Laboratory investigations showed Hb of 7.6 gm/dl, leucocytosis (WBC: 20,100/cu mm), thrombocytopenia (platelets: 100,500/cu mm. LFT, KFT were normal. The malaria parasite was negative. CSF biochemistry & cytology were inconclusive. The CECT head was normal. Chest X-ray showed diffuse infiltrates and consolidation on the right side. Anti-TTG and HIV tests were non-reactive. The initial blood sample sent for culture was sterile. BAL culture was sterile. CSF was sterile after 48 hrs of incubation. LFA for serum galactomannan was negative. RT-PCR for H1N1 was positive. However, the condition of the patient deteriorated due to ARDS, DIC, AKI, and finally MODS, with which he succumbed by day 10.

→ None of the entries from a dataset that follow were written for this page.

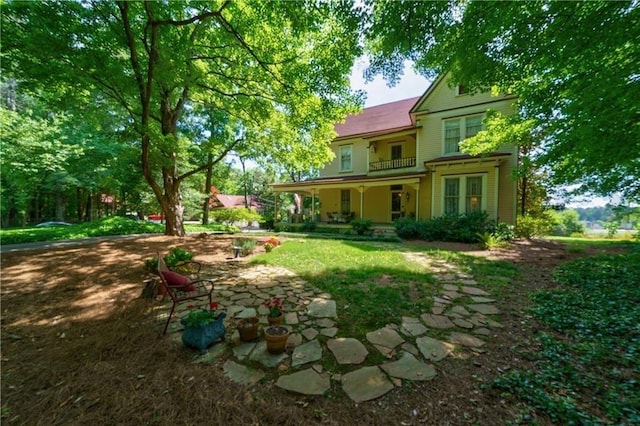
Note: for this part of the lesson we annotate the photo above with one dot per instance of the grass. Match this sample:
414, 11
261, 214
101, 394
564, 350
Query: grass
593, 355
372, 284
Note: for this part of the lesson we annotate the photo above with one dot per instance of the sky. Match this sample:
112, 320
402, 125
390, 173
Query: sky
412, 85
378, 92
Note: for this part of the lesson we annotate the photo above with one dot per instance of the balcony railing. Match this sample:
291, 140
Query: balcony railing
399, 163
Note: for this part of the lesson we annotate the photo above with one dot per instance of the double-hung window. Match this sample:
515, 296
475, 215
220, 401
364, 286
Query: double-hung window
345, 158
459, 129
464, 194
451, 136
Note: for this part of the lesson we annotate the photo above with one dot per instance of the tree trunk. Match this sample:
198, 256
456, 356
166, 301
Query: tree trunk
59, 206
172, 205
207, 190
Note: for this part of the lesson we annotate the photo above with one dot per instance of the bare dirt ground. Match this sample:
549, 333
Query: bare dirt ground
80, 347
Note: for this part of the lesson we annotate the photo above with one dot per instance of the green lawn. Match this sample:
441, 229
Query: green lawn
372, 283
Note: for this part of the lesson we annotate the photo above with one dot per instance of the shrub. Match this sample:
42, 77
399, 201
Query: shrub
462, 228
564, 223
360, 226
489, 241
309, 226
233, 215
247, 245
529, 227
175, 256
407, 227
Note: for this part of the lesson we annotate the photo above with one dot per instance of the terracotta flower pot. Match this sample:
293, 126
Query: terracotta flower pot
248, 329
275, 320
276, 337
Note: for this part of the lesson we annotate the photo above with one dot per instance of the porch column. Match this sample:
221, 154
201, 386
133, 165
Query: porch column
496, 189
417, 189
433, 193
275, 207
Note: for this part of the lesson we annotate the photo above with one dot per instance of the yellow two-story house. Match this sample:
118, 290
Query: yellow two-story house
402, 159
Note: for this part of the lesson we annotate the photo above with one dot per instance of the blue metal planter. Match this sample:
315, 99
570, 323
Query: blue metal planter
201, 337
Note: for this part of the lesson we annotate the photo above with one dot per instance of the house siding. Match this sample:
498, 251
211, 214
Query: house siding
425, 142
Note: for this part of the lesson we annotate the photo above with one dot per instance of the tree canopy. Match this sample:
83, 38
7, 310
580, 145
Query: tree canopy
575, 67
168, 65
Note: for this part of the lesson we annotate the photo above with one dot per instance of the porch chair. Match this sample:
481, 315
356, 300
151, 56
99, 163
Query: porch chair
181, 288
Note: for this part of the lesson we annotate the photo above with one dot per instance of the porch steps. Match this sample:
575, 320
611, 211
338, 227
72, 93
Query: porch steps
384, 231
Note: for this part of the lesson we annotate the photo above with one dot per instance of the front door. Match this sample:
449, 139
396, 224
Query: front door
396, 202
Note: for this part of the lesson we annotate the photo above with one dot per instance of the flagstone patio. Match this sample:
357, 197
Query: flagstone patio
241, 291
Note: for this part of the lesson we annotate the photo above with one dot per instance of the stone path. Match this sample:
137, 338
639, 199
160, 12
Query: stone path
461, 310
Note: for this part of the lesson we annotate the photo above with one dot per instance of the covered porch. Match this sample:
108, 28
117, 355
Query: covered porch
381, 199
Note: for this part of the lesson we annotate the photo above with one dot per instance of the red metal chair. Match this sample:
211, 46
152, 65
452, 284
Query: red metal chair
195, 290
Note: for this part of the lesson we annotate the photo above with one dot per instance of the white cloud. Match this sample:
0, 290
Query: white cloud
378, 92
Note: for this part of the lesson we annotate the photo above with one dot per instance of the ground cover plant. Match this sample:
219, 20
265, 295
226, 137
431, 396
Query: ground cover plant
587, 369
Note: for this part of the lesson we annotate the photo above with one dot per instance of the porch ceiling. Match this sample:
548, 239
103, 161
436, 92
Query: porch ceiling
312, 186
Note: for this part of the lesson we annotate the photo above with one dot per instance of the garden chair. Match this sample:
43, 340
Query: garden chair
181, 288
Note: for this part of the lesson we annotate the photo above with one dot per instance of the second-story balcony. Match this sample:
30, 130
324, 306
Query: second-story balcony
399, 163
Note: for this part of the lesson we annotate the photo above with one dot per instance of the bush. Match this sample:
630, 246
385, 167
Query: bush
309, 226
234, 215
503, 231
176, 255
247, 245
462, 228
564, 223
360, 226
529, 227
407, 227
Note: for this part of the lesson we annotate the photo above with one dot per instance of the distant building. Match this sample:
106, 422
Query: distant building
224, 201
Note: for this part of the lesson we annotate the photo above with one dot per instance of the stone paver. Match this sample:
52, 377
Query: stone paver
437, 321
474, 291
348, 350
433, 349
466, 340
366, 384
409, 368
241, 374
386, 337
306, 382
310, 333
307, 352
320, 307
412, 327
243, 289
484, 309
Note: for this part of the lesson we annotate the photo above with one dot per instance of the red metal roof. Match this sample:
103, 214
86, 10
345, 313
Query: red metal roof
394, 115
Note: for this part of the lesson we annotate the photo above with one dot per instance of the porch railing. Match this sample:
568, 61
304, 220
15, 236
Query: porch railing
398, 163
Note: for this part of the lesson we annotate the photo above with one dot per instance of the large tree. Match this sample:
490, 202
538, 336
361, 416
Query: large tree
253, 60
575, 67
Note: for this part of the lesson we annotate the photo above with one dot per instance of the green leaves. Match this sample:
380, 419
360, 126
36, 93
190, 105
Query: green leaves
573, 66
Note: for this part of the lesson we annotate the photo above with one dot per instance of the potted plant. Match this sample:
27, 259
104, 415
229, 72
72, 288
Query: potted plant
248, 329
276, 337
202, 327
276, 311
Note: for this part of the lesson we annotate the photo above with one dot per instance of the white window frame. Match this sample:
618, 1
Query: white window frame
342, 152
462, 191
462, 126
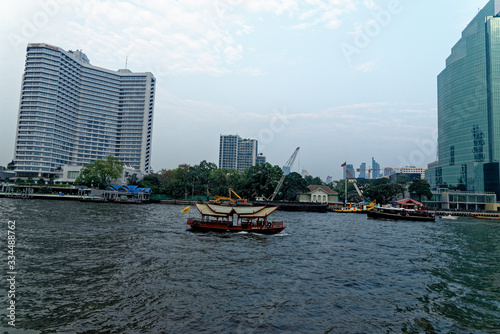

Blood culture done on day 8 of admission, sent for blood culture done on BacT/Alert 3D (an automated colorimetric microbial detection system by Biomerieux), was positive at 11 hours of incubation. Subcultures were done on blood agar and MacConkey agar. Colonies of 2 mm–3 mm, round, non-lactose fermenting colonies were grown. The isolate Empedobacter brevis was identified by a Matrix-Assisted Laser Desorption/Ionisation-Time of Flight (MALDI-TOF) mass spectrometry system from Biomerieux. On Antibiotic Susceptibility Testing (AST), the organism was susceptible to cefepime & cotrimoxazole, intermediate to piperacillin-tazobactam & colistin, and resistant to ampicillin, amoxicillin-clavulanate, ceftazidime, cefotaxime, amikacin, gentamicin & ciprofloxacin. Epidemiological workup didn’t give any clue to the source of the origin of the microbe.
Discussion
The Flavobacteriaceae family is usually yellow colony-forming bacteria which have been divided based on their genetic variation into Flavobacterium, Chryseobacterium, Myroides, and Empedobacter, with Empedobacter brevis as a distinct genetic variant [3]. E. brevis has also been found in the hospital environment, leading to many cases of nosocomial infections [6,7]. There are increasing cases of human E. brevis infections are now being reported in neonates, as showed in (Table). E. brevis, though considered rarely pathogenic, is reported to cause meningitis, pneumonia, septicaemia, and ventriculitis (Table). The bacteraemia is often associated with implanted devices, contaminated parenteral solutions, ventriculostomy drains, and vascular catheters [4,5]. E. brevis infection was reported for the first time from India in a 3-day-old neonate with sepsis and meningitis in 2016 by Sharma et al. [2].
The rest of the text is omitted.